Contudo, o foco primordial de Dorivando savará reside sobre o sujeito Caymmi, criador de obra banhada pelas águas africanas da negritude. Coroado Obá de Xangô no candomblé, Caymmi tem a obra analisada – sem academicismos – neste documentário que estreou em novembro de 2019 e que, após rodar o circuito de festivais durante um ano, chega ao Canal Curta! em exibição programada para 16 de novembro.

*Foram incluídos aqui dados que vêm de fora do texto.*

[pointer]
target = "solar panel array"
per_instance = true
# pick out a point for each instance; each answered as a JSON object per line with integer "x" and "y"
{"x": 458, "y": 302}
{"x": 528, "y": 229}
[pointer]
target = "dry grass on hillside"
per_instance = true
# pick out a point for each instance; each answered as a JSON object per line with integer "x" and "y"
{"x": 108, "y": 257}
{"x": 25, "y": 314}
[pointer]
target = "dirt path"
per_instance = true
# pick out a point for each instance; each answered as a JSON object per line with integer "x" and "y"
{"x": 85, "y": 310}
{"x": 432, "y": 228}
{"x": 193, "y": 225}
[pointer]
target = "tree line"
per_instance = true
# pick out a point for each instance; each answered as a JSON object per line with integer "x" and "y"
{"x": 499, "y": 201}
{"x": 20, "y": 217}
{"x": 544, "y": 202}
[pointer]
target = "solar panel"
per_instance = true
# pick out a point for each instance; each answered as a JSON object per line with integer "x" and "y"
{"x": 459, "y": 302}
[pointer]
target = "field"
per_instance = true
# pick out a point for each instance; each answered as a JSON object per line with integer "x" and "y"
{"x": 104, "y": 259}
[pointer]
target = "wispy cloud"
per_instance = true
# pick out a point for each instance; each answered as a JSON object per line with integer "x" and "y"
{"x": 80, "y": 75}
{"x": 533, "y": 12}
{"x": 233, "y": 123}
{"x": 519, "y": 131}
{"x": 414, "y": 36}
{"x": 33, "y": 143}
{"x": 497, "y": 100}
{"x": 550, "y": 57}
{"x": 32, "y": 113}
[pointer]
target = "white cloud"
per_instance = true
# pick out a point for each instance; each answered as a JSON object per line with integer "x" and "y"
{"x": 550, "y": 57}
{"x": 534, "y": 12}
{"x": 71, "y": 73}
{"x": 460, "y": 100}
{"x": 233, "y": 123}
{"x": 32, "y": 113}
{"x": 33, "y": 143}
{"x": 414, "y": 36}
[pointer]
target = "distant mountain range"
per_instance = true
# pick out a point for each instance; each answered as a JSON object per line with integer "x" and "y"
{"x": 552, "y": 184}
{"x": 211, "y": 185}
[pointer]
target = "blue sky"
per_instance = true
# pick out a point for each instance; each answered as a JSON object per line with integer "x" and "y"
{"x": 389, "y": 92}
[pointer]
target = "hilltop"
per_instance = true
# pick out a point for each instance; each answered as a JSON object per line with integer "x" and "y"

As reflexões sobre a obra de Caymmi – compositor cuja obra sempre (re)tratou a mulher negra com delicadeza, como ressalta Jussara Silveira, cantora que lançou em 1998 disco com o cancioneiro de Dorival – são entremeadas com deliciosas histórias sobre o lendário artista.
Uma delas é sobre a noite em que Caymmi pagou “uma rodada de bíblia” para os companheiros de boemia com o intuito de ajudar um homem que vendia bíblias na rua. Outra, contada pelo produtor musical Roberto Santana, diz respeito à criativa desculpa dada por Caymmi à mulher Stella Maris (1922 – 2008) quando chegou em casa, após fim de semana na farra, para justificar a mancha de batom na camisa. “Stella, já pedi a Fernando Lobo para parar com essa brincadeira de ficar me beijando”, teria dito Caymmi, maroto, para o riso da esposa e a imediata absolvição.
Quarto documentário sobre o artista, Dorivando saravá difere do recente Dorival Caymmi – Um homem de afetos (2019), de Daniela Broitman, por fazer abordagem mais mítica do cancioneiro do compositor. Embora os saborosos causos inseridos no roteiro deem dimensão humana ao criador de músicas lapidares, Dorivando saravá procura eternizar o homem através da obra sagrada.
Caymmi é personificado como o preto que virou mar, como diz o subtítulo desse filme por vezes sensorial, editado sem pressa, com tempos que até poderão ser considerado “mortos” por quem vive em ritmo industrial, mas que ajudam a entrar no clima zen do sujeito criador.
A propósito da noção de tempo, uma das passagens mais interessantes do roteiro é a discussão sobre a associação da preguiça ao baiano, efeito de racismo ainda entranhado na sociedade do Brasil.
O racismo, aliás, entra em foco sem diluir a aura mitológica com qual o filme envolve Caymmi ao pôr a obra do artista no centro da discussão. “O debate sobre raça no Brasil tem mudado. Resgatar Caymmi como uma figura negra é reflexo dessas discussões contemporâneas”, contextualiza o pesquisador Kleber Amâncio.
Em tempo todo próprio, o documentário Dorivando saravá exibe imagens que parecem pinturas, para as quais as interpretações de músicas como A jangada voltou só – canção praieira (de 1941, e não de 1943, como creditado erroneamente na tela) ouvida na voz serena de Lucas Santtana – soam como trilhas sonoras.
O caráter lendário da obra fica enfatizado no filme até quando o maestro Letieres Leite lembra que as imagens poéticas da letra de A lenda do Abaeté (1948), música sobre a Lagoa do Abaeté, assustava crianças como ele, Letieres.
Ao fim de Dorivando saravá, o filme reforça a impressão de que, ao morrer em 2008, Caymmi se eternizou como o Buda Nagô personificado na visão poética de Gilberto Gil em canção-homenagem de 1992 que compôs na Jamaica, como Gil conta no filme.
É como se o imortal baiano fosse o preto que realmente virou mar para emergir eternamente no imaginário (da parte) do Brasil que conjuga Dorival Caymmi, imerso nas águas africanas que banharam o cancioneiro matricial do compositor.